Sükunetinin altından yine birçok kelime geçiyordu. Ancak ben yine birini bile okuyamıyordum. Kafasından geçenleri çözmek istiyordum ve dikkatli bakışlarım bu sebeptendi. Ancak onun bu bakışlarındaki ısrarın sebebini anlayamıyordum.

Uzun bir nefes çekerek ona dönerken gözlerini kaçırdı. "Dersin var mı?" diye sordum. "Yok, ikiye kadar boşum." dedi.

Kol saatime baktım. Saat henüz yarımdı; dersine bir buçuk saat vardı. "Öğleden sonraki dersim iptal oldu. Espresso'ya geçeceğim. Bir kahve içer eve geçerim. İstiyorsan gel sen de." dedim. Hiç beklemeden kabul etti ve yaslandığı camdan doğruldu.

Henüz iki adım attığımızda baskın yapar gibi hızla girdiğim dersliğin kapısı açıldı. Akın, Bora ve diğer iki çocuk koridora çıktılar gülüşerek. Adımlarımızı durdurduk ve yanımıza gelmeleri için beklemeye başladık. Diğer iki çocuktan kızıla çalan saçları ve sakalları olan, ''Hadi, PES'e!'' diye seslendi henüz yanımıza gelmeden. Gözlerimi Ferit'e çevirdim. Onun siyah gözleri de benimkileri buldu. Yeniden onlara döndü. ''Yok, siz gidin.'' dediğinde dudaklarımı gülmemek için birbirine bastırdım ve fark edilmemesi için başımı önüme eğdim.

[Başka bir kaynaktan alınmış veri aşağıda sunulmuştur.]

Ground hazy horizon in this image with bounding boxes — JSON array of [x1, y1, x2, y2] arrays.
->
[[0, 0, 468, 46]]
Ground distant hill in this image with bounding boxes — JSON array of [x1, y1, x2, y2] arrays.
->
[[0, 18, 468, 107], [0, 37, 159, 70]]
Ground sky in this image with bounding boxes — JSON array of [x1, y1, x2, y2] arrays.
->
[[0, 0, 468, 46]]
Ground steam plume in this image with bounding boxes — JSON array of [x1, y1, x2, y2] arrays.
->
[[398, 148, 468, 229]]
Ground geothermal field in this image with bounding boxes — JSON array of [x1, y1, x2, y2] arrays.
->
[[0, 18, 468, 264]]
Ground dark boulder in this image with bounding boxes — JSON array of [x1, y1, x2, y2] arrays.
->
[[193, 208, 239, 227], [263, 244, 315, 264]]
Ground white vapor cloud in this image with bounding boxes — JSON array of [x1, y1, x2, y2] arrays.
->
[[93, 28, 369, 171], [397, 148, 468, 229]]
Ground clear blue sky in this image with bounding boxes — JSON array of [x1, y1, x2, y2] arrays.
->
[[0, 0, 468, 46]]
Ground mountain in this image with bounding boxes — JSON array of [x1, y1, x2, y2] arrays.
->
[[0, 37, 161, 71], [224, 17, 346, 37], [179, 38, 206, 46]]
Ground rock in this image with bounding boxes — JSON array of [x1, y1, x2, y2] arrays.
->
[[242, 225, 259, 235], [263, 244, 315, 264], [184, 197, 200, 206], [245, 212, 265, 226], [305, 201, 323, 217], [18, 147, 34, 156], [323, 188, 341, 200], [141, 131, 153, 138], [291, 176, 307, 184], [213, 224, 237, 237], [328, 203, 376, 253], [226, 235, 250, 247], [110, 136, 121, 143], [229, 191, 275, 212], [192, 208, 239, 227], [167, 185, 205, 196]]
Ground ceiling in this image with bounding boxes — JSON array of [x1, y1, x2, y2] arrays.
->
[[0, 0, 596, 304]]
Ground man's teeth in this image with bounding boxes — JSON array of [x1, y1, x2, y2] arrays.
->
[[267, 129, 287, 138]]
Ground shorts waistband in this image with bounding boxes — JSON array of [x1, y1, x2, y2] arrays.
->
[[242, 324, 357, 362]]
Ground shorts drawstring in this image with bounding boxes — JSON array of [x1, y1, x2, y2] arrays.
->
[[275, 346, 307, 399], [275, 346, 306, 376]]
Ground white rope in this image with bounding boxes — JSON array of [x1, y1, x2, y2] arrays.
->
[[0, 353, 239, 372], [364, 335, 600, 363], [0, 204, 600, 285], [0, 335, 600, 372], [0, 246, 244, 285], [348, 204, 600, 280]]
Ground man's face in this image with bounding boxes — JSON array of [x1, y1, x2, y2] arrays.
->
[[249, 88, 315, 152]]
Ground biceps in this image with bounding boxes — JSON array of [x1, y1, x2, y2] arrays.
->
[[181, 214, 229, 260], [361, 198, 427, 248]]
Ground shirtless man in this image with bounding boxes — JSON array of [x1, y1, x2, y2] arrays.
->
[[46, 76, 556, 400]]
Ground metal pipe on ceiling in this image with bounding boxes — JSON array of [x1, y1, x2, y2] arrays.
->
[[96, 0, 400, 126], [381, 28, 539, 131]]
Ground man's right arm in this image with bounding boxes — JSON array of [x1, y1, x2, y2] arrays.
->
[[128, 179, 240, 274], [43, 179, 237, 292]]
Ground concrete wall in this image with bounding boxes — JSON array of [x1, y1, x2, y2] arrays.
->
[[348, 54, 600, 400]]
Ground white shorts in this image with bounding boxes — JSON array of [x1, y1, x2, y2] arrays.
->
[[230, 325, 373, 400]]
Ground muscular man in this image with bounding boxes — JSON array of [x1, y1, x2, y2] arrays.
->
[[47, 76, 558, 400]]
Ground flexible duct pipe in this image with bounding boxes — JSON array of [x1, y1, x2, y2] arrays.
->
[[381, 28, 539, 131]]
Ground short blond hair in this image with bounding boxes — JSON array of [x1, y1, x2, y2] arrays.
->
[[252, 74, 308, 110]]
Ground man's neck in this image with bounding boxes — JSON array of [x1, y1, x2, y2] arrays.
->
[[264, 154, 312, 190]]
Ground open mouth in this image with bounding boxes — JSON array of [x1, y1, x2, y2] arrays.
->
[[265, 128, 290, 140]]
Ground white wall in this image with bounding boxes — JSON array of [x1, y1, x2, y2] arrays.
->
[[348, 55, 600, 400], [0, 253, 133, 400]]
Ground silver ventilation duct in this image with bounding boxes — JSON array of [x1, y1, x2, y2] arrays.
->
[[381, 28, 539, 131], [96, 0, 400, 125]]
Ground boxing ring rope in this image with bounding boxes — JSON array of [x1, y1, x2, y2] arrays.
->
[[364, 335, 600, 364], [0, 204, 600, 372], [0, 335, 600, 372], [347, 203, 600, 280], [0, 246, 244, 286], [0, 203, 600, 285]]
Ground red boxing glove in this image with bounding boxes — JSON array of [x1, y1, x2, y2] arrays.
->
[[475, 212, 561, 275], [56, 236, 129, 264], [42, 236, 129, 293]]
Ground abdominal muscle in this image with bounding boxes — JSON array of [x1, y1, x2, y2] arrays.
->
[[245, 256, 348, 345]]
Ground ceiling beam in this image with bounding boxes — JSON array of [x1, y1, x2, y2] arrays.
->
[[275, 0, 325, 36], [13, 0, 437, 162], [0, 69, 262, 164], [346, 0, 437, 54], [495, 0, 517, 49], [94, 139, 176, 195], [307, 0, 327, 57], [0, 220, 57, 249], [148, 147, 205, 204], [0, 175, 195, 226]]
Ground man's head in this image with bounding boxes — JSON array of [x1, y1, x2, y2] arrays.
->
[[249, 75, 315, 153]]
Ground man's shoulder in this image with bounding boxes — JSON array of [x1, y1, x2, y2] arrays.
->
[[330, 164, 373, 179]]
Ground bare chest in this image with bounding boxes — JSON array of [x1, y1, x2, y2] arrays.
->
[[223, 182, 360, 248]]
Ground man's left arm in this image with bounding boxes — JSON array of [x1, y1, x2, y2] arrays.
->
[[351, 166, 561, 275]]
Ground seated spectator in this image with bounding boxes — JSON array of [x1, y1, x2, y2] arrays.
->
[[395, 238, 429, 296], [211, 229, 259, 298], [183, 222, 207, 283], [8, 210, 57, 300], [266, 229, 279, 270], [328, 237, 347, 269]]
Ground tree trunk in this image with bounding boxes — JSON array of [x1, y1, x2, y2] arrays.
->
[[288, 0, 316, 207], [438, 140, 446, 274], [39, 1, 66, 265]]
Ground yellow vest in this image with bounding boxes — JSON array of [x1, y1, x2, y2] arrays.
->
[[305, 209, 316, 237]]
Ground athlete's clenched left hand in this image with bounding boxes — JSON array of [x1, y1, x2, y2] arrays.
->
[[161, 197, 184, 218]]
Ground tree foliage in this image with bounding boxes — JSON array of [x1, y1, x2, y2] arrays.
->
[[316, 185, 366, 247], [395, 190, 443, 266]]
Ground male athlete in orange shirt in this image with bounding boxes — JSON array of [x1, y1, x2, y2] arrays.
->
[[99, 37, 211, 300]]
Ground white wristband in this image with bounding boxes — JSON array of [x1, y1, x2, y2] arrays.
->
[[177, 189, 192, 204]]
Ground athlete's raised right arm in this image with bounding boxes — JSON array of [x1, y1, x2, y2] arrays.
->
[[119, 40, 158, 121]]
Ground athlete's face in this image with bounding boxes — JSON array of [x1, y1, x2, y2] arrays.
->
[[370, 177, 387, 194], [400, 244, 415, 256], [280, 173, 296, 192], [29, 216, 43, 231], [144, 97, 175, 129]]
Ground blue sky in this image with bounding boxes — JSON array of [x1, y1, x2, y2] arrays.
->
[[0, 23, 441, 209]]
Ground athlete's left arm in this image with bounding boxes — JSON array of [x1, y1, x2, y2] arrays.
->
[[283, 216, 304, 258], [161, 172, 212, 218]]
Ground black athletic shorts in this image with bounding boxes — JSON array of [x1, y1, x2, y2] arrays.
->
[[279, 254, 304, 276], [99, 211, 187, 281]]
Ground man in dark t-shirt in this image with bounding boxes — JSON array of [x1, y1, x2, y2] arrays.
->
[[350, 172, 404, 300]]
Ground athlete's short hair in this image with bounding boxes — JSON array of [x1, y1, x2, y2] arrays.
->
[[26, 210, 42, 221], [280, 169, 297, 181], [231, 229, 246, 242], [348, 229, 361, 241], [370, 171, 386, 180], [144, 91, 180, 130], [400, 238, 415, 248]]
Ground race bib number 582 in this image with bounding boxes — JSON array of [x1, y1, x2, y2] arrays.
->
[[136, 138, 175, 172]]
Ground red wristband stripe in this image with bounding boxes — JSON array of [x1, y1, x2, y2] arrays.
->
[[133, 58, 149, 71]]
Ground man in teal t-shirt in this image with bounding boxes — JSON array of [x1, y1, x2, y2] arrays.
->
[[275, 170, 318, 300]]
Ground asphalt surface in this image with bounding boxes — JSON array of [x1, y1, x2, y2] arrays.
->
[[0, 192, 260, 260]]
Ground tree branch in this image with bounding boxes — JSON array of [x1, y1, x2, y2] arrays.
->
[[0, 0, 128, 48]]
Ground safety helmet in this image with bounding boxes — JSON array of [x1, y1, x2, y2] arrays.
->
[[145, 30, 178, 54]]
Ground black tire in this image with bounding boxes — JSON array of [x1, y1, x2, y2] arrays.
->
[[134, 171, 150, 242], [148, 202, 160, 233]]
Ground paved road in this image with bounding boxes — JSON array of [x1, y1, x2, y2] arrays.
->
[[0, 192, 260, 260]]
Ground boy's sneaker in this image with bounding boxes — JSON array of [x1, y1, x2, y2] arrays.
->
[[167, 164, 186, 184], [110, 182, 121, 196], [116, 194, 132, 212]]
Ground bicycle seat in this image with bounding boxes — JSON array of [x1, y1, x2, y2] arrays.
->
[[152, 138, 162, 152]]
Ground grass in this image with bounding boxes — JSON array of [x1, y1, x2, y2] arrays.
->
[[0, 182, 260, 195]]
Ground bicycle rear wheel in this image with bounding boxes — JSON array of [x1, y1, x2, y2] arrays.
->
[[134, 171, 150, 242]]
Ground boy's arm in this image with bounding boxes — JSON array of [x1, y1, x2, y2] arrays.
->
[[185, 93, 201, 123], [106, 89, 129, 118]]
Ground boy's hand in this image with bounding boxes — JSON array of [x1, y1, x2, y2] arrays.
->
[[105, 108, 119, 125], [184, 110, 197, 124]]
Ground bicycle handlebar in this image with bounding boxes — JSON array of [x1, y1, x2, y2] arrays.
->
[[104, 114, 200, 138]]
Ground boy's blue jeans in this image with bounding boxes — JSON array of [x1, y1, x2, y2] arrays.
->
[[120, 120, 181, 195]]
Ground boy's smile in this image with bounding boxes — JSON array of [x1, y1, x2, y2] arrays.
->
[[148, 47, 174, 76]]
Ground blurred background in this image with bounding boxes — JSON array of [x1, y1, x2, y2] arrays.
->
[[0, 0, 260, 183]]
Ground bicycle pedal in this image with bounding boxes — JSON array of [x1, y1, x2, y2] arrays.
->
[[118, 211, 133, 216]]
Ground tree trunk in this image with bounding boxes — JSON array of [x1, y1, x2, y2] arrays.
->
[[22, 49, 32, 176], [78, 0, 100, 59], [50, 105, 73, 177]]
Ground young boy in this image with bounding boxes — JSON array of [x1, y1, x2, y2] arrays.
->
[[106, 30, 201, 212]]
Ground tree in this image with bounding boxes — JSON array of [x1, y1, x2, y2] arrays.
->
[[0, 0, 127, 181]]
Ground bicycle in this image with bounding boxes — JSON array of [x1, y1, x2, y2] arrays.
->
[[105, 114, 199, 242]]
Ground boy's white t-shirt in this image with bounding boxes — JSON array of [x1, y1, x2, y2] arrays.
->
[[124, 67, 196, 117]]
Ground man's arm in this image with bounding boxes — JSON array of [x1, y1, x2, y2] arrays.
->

''Nasıl siz gidin ya?'' Diğer beyaz tenli çocuk oldukça hiddetliydi. ''Oğlum dedik ya turnuva yapacağız diye!'' dediğinde yanımıza varmışlardı. Bora araya girdi. ''Tamam ağabey, gelmesin. Zaten beş kişiyiz. Ferit gelmezse dört oluruz, daha iyi olur. Zaten onun dersi var, geri dönecekti.''

Bora'nın yüzünde olan gözlerim gayriihtiyari olarak kızıl saçları olan çocuğa döndü. Yüzümde gezinen gözlerini kaçırdı. Diğer çocuk ısrar ediyordu. Bu kez Akın da araya girdi ve dört kişilik turnuvanın daha iyi olacağı konusunda çocuğu ikna etmeye çalışmaya başladılar.

Hep beraber yürümeye koyulduk. Ferit ve ben merdivenleri önden inerken diğerleri arkamızdan geliyordu. Çocuk ikna olmuş gibiydi ancak halen ağzının içinde kısık sesle söyleniyordu. İstemeye istemeye, ''Programın varsa gelme.'' dedim Ferit'e dönerek. Sesim fısıltı gibi çıkmıştı. Kaşlarını çatarak başını hızla arkaya doğru attı. ''Belki gideriz diye konuşmuştuk. Kesin değildi.'' diyerek geçiştirdi. Ancak çocuğun söylenmelerine bakılırsa kesin gibiydi. Yine de yanıtlamadım.

Hızlı adımlarla okulun çıkış kapısına kadar ilerledik aynı şekilde. Espresso Lab okulun tam karşısında, otopark ise sağ çaprazında kalıyordu. Ayrılacağımız noktaya geldiğimizde Akın ve Bora ile selamlaştım. Diğer iki çocuğa da başımla selam verdim. Ferit ise hepsine el selamı vermekle yetindi. Henüz iki adım atmıştık ki kızıl olan Ferit'e seslendi. Benden müsaade isteyerek onun yanına ilerledi. Diğerleri ise otoparka doğru yürüyordu.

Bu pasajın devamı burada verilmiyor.